I particularly like Oliver’s contrast between sex and death. In a chilling line, she observes that “time/chops at us like an iron/hoe” and that “death/is a state of paralysis.” We cannot deny this reality. Nevertheless, when we are in the grip of desire, “everything else can wait.” Our bodies take over and we “hurry down into the body of another.” Just because we are more than our bodies–“more than blood”–we can ignore the fact that we are also our bodies and, as such, belong to the moon.

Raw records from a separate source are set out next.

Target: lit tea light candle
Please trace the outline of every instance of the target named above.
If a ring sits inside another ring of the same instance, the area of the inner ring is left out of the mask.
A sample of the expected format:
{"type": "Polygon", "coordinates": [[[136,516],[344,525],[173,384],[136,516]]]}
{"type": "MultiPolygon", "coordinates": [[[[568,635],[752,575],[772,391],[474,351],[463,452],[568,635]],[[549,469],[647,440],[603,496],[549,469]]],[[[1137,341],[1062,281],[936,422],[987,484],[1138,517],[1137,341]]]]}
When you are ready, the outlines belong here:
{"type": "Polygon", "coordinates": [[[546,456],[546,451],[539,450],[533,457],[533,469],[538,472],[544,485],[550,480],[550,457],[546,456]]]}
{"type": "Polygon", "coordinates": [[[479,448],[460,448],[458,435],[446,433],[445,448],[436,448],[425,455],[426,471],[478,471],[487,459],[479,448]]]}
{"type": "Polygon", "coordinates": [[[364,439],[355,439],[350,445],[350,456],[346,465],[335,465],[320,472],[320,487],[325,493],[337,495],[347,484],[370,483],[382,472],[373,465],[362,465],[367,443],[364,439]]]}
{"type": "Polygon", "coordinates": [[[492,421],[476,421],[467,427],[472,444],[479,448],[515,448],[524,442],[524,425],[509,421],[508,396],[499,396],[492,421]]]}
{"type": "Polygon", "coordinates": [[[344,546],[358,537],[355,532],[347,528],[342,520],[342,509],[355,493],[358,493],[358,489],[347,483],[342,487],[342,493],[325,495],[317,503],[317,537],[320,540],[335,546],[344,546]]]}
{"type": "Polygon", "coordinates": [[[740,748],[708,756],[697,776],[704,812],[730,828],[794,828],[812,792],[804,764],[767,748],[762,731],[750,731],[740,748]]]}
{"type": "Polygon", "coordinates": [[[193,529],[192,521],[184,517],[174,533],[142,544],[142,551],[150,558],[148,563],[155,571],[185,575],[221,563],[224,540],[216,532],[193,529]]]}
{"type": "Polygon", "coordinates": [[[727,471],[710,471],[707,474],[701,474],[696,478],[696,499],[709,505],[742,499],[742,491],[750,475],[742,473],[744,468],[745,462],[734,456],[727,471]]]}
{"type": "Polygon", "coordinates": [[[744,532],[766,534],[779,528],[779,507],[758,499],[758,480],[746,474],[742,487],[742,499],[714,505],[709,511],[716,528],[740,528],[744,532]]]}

As an aside, I note that this is not Oliver’s only explicitly erotic poem. For instance, we get a vivid depiction of lesbian sex at night in a garden in her poem “The Gardens”:
You gleam as you lie back
breathing like something
taken from water,
a sea creature, except
for your two human legs
which tremble
and open
into the dark country
I keep dreaming of. How
shall I touch you
unless it is
everywhere?
In the final image in “Blossom,” Oliver joins John Donne and Andrew Marvell when she shows sex warring with time. In “Good Morrow,” neo-Platonic Donne imagines time standing still when he is making love. At the end of “To His Coy Mistress,” carpe diem Marvell does not see this as possible but declares, “Although we cannot make time stand still, yet we can make him run.” Oliver adds a third possibility: time is shattered at the moment of union.
Blossom
By Mary Oliver
In April
the ponds
open
like black blossoms
the moon
swims in every one;
there’s fire
everywhere: frogs shouting
their desire,
their satisfaction. What
we know: that time
chops at us all like an iron
hoe, that death
is a state of paralysis. What
we long for: joy
before death, nights
In the swale—everything else
can wait but not
this thrust
from the root
of the body. What
we know: we are more
than blood–we are more
than our hunger and yet
we belong
to the moon and when the ponds
open, when the burning
begins the most
thoughtful among us dreams
of hurrying down
into the black petals,
into the fire,
into the night where time lies shattered,
into the body of another.
Given how determined Oliver is to capture the experience in language, it’s noteworthy that she gives up on language altogether at the end of another April frog poem. Here it is:
April
I wanted to speak at length about
The happiness of my body and the
Delight of my mind for it was
April, a night, a full moon and—But something in myself for maybe
From somewhere other said: not too
Many words, please, in the muddy shallows theFrogs are singing.
Sometimes just mentioning the frogs’ night chorus is enough. Still, it’s nice to have other Oliver poems that go into more detail.